The same is true with the ideal of female beauty. Two pieces of evidence should suffice to refute the claim that images in the media, and “culture” in general, force girls and women to desire to look like blonde bombshells. First, as we note below, women were dying their hair blonde more than half a millennium, possibly two millennia, ago, when there were no TV, movies, and magazines (although there were portraits, and it is due to these portraits that we know today that women were dying their hair blonde in fifteenth-and sixteenth-century Italy). 2 Women’s desire to be blonde preceded the media by centuries, if not millennia. Second, a recent study shows that women in Iran, where they are generally not exposed to the Western media and culture, and thus would not know Jessica Simpson from Roseanne Barr, and where most women wear the traditional Muslim hijab that loosely covers their entire body so as to make it impossible to tell what shape it is, are actually more concerned with their body image and want to lose more weight than their American counterparts in the land of Vogue and the Barbie doll. 3 The Standard Social Science Model, which ascribes the preferences and desires of women entirely to socialization by the media, would have difficulty explaining how Italian women in the fifteenth century and Iranian women today both aspire to and pursue the same ideal image of female beauty as do women in contemporary Western societies.
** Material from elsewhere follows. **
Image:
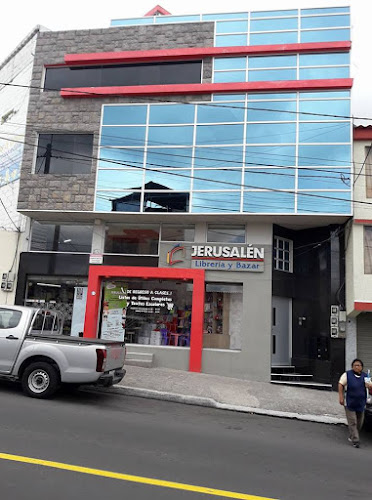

To the extent I'm "blaming" anybody, I blame men for conning and shaming women into ceding their sexual power. My frustration with traditional feminists (as opposed to more modern sex positive ones) is that they aid and abet men in this task.

My whole point is that evolutionary programming NOT a "societal pressure", rather it's a natural, internal urge. So, it would be inappropriate for me to "blame" evolution for "societal pressures". To the extent societal pressures are to blame for anything, it's for conning/shaming women into doing other than what they are biologically programmed to do, creating much societal strife and personal angst.